Censorship is a powerful tool -- it limits imagination, potentiality, expression and agency. It can create stigma with a stamp, make moral judgments and draw boundaries with a thick line. Powerful censorship doesn’t always take the form of political power or pure prohibition -- it can appear in a remarkably insidious form through translation, an equation of meaning from one thing to another. Dogtooth’s title, the 2009 Greek film directed by Yorgos Lanthimos, is already a translation of signifiers, a colloquial version of canine teeth. The [d]ogtooth is significant because it is the harbinger of maturity and independence for three adult-children, who have been confined by their parents to the boundaries of their house’s property since birth. The eldest is a boy, the other two are girls who patiently, at least at first, wait for their dogtooths to fall out so that they can encounter the outside world.
The world within the house is acutely defined through the parents’ rigid control on vocabulary. Words whose signifieds refer to the outside world are reassigned to refer to objects within the house, a boomeraging of linguistic signifiers back to the children’s immediate physical surroundings, so as not to even hint of concepts larger than “swimming pool” or “airplane”. A “zombie” is a little yellow flower, a “telephone” is a salt shaker. Questions of what-is and why-is are rigorously limited to familiar terms and objects, leaving outside objects that would otherwise be common or harmless taking the brunt of descriptors like fear, danger, mystery, threat. When a stray cat finds its way into the compound, it’s an opportunity to create fear in the mundane, as the father rips his own clothes and covers himself in fake blood to explain an encounter with the beast. The father is slipping certain words into his own children’s dialect, and making words like “swell” sinister and threatening.

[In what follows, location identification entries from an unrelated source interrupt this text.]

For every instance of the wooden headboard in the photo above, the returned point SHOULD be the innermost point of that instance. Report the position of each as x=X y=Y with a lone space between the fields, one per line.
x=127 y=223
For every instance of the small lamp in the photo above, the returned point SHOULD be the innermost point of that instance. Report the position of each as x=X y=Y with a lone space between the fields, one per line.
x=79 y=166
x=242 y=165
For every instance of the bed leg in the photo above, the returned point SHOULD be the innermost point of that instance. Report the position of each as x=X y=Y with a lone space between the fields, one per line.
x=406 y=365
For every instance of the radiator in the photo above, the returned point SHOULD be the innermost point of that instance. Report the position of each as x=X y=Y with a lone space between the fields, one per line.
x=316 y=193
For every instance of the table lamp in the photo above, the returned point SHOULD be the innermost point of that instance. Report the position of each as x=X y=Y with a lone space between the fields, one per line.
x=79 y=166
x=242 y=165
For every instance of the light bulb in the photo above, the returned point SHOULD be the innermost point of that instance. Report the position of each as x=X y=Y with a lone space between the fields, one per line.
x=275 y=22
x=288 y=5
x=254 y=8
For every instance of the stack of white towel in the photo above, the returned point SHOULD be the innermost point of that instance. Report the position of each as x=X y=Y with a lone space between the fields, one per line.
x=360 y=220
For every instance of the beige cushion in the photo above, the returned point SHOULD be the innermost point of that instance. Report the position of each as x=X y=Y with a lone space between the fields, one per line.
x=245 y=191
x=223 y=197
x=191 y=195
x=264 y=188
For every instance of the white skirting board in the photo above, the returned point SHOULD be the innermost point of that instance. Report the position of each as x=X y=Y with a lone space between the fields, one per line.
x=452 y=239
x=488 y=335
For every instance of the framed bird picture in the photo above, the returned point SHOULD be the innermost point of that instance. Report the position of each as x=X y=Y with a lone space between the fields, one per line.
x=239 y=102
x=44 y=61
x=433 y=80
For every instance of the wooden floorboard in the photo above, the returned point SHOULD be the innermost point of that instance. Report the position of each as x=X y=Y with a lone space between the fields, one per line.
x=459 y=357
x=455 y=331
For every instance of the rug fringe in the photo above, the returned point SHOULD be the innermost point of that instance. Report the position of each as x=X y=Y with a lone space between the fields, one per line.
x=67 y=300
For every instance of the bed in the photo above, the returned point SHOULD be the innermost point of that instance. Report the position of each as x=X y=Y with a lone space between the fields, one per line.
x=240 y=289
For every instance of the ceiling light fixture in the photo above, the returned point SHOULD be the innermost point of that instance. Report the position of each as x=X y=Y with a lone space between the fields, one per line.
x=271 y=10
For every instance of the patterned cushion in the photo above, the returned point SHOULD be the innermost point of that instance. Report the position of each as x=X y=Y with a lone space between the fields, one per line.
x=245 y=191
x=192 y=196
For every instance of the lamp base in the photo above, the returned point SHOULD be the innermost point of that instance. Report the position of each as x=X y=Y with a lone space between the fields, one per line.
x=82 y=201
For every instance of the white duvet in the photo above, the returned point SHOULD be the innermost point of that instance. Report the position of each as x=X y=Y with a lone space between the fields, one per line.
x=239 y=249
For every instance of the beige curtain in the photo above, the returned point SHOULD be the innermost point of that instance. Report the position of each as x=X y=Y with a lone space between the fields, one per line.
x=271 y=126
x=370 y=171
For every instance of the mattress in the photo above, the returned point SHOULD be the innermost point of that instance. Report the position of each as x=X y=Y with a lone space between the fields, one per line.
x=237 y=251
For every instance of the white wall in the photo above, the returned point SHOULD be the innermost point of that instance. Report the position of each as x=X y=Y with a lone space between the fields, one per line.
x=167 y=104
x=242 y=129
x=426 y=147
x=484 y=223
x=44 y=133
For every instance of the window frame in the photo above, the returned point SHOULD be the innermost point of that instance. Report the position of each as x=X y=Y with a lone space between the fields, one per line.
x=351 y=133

The children, ignorant of all this linguistic substitution, live in complete surreality -- the pipe is not a pipe, cats are murderers, zombies are flowers. Words exist in stark authority over the physical world, as a method of parental control that is so ambiguous in its rationale and so pious in its application that you start to question the sanity of the parents themselves, rather than fault them. As restrictive as the use of language is, it pales in comparison to the application of sex -- as a biological energy to control and appease. The plot bends with the sexual drive of the oldest son, mediated by the father with the almost pharmaceutical prescription of encounters with a woman security guard from his workplace. He drives her to and from the house blindfolded and pays her for her compliance and silence (towards their agreement and with the son’s sexual preferences). It is when her sexual demands of the son are denied that she seeks satisfaction from others in the house, taking advantage of their malleable relation of signifier to sign. A lick becomes a lot more here, leading surreal censorship to upturn the family entirely.